Where You Go - Cover

Where You Go

Copyright© 2011 by Robert McKay

Chapter 18

As I pulled away from Jimmy Sánchez's house I very deliberately kept my thoughts off what I'd just done. I forced my focus onto the next step, which would be locating the other name that had made me uneasy. I suspected I'd hear more of the same, but I didn't want to rush into any conclusions. It's a capital mistake to theorize ahead of the facts, as either Holmes or Spock – or both – had said, and I don't like doing it. At this point I didn't have many facts, and couldn't construct much in the way of a theory, but I'd keep a rein on it anyway, for practice if nothing else.

The afternoon was now well underway. As I pulled up to the curb beside Barelas Park I caught a glimpse of the Sandias. Thick clouds were rolling across the Crest and down the face of the mountains, a phenomenon that usually indicates bad weather ahead. It's one of the most fascinating sights I've ever seen, clouds coming over the top and then almost straight down like a slow motion foamy waterfall. It happens when cold air pushes up the gentle eastern slope of the Sandia Mountains, and then drops off the Crest into the Rio Grande valley, which is warmer and dryer than the East Mountains even in the winter. Cold air sinks, and pulls the clouds with it.

I turned from the weather to my list. The next name was Victor Ignacio Sandoval, and the address was further east, in Nob Hill. That's an interesting neighborhood. It was about the first development that was out of the river bottom, with the Nob Hill shopping center as its anchor. It's since gone through changes, as neighborhoods will do in nearly 60 years, and currently it's Albuquerque's version of Greenwich Village or Haight-Ashbury. You find goths, and unreconstructed hippies, and drug addicts, and hookers, and trendy stores and restaurants, and some businesses that have been there for decades and survived everything. Nob Hill presents an image of nonconformity, though that image – as with all such images – hides what is simply another kind of conformity. In Nob Hill you don't wear a suit and tie, but if you're not all in black, or don't have about 82 piercings, or don't dress in baggy pseudo-gangster clothes, or otherwise fit into what's cool, you find you get the same kind of looks as someone would get if he appeared at the opera in a tie died t-shirt and bell bottoms. One conformity or another, human beings insist on traveling in packs. It's just that some packs get all the favorable press.

Even in Nob Hill, though, not everyone is making a statement – blowing the mind of the Establishment they called in the 60s, though since I was born in 65 I know that by learning, not experience. As you move north or south of Central, you get less and less weird, though anywhere in Nob Hill you're liable to find someone who thinks being himself means deliberately trying to shock others. Marilyn Manson would fit in down there, though quite frankly I find him boring ... or did when he was famous. Alice Cooper did it better, though I don't care for his music.

The address I had for Sandoval was on Solano, south of Central. I drove over, going through downtown with its horrible traffic – especially since the earliest fringes of rush hour were stirring – rather than going around. I could have circled the worst of it, but I figured that it was still early enough that I'd make it just as fast by the direct route. I remembered that in Dallas there were plenty of times when the direct route was I-635, the freeway loop off of I-35, but it was much faster to go on the surface streets because of 635's atrocious traffic. And I'd as soon walk from North to South Dallas as try to drive Central Expressway, which is about as horrible an attempt at a freeway as I've ever seen.

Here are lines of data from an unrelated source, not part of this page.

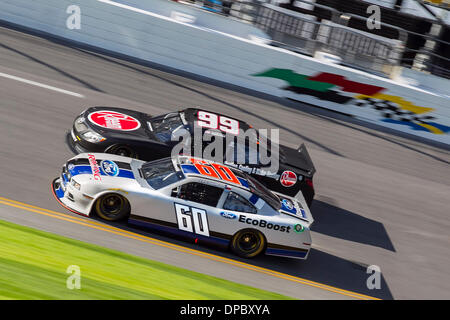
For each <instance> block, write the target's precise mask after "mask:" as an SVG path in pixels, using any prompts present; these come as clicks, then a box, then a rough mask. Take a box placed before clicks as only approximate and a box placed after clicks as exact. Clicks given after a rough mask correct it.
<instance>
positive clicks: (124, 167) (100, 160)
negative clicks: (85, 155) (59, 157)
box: [67, 158, 131, 170]
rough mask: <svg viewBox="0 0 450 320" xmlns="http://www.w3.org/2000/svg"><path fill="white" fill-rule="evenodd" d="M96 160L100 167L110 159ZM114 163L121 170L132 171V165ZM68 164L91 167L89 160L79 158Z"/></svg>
mask: <svg viewBox="0 0 450 320" xmlns="http://www.w3.org/2000/svg"><path fill="white" fill-rule="evenodd" d="M96 160H97V164H98V165H100V162H102V161H103V160H108V159H96ZM114 163H116V164H117V166H118V167H119V169H125V170H131V165H130V164H129V163H126V162H121V161H114ZM67 164H73V165H74V166H79V165H89V159H88V158H77V159H73V160H69V161H68V162H67Z"/></svg>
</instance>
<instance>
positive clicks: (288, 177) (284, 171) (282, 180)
mask: <svg viewBox="0 0 450 320" xmlns="http://www.w3.org/2000/svg"><path fill="white" fill-rule="evenodd" d="M296 182H297V175H296V174H295V173H294V172H292V171H284V172H283V173H282V174H281V176H280V183H281V184H282V185H283V186H285V187H292V186H293V185H294V184H295V183H296Z"/></svg>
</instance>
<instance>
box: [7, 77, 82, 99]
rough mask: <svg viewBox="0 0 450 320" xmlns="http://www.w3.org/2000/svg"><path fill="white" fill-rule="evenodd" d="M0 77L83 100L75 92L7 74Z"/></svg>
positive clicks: (81, 94)
mask: <svg viewBox="0 0 450 320" xmlns="http://www.w3.org/2000/svg"><path fill="white" fill-rule="evenodd" d="M0 77H3V78H7V79H11V80H16V81H20V82H23V83H26V84H31V85H33V86H37V87H41V88H44V89H48V90H53V91H56V92H60V93H64V94H68V95H70V96H74V97H78V98H84V96H83V95H82V94H79V93H76V92H72V91H68V90H64V89H60V88H56V87H52V86H49V85H47V84H43V83H40V82H36V81H31V80H27V79H24V78H20V77H16V76H13V75H10V74H7V73H2V72H0Z"/></svg>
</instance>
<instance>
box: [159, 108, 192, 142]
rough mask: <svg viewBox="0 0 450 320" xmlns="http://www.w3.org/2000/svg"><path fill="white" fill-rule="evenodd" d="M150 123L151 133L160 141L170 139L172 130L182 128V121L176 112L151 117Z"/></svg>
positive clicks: (180, 118) (164, 140)
mask: <svg viewBox="0 0 450 320" xmlns="http://www.w3.org/2000/svg"><path fill="white" fill-rule="evenodd" d="M151 124H152V129H153V133H154V134H155V135H156V137H157V138H158V139H159V140H160V141H161V142H169V141H171V140H172V134H173V133H174V131H176V130H177V129H178V130H179V129H182V128H184V124H183V121H182V120H181V117H180V115H179V113H178V112H173V113H169V114H166V115H164V116H162V117H158V118H154V119H152V121H151Z"/></svg>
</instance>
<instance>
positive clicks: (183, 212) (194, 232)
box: [175, 203, 209, 237]
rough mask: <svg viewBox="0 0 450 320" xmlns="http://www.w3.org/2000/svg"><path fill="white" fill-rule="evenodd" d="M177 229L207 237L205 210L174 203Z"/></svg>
mask: <svg viewBox="0 0 450 320" xmlns="http://www.w3.org/2000/svg"><path fill="white" fill-rule="evenodd" d="M175 212H176V214H177V222H178V229H180V230H184V231H188V232H193V233H197V234H200V235H203V236H207V237H209V228H208V218H207V216H206V211H205V210H203V209H199V208H194V207H189V206H185V205H182V204H179V203H175Z"/></svg>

I got over to Carlisle and turned south. If I'd gone north I'd have been heading straight for my old neighborhood; I could have crossed Montgomery and turned into the parking lot where I was living when I met Cecelia. But I went south. At Coal I went left – east – on the one way street, passed Hermosa, and turned south on Solano. The house I wanted was just a couple of lots further on, on the left side of the street. I parked on the right side, and again left my gun under the seat. It was beginning to get a little dim; the sun was getting lower, and the clouds were gathering overhead. I couldn't see the mountains, but I suspected that by now the Crest had disappeared inside the clouds. It rises high enough that the base of the clouds frequently hangs a few hundred feet lower than the ground up there. Certainly the way the clouds had gathered overhead, the waterfall effect I'd seen earlier had to be over.

This house was quiet, which is typical of Nob Hill. It's not that no one ever parties or listens to rap, but that it is, generally, a fairly quiet neighborhood. If I didn't live in Hoffmantown, I wouldn't especially mind living in Nob Hill. I never had; I'd stayed in the area where I'd initially settled, until I married Cecelia and moved into her house. I'd never had any reason to move before I met her.

This doorbell worked, and after a minute or so a short and dumpy Chicano woman opened the door. "I help you?" Her accent wasn't all that strong, but her grammar indicated that her English might be imperfect. It's sometimes hard to tell with people who grew up speaking both Spanish and English.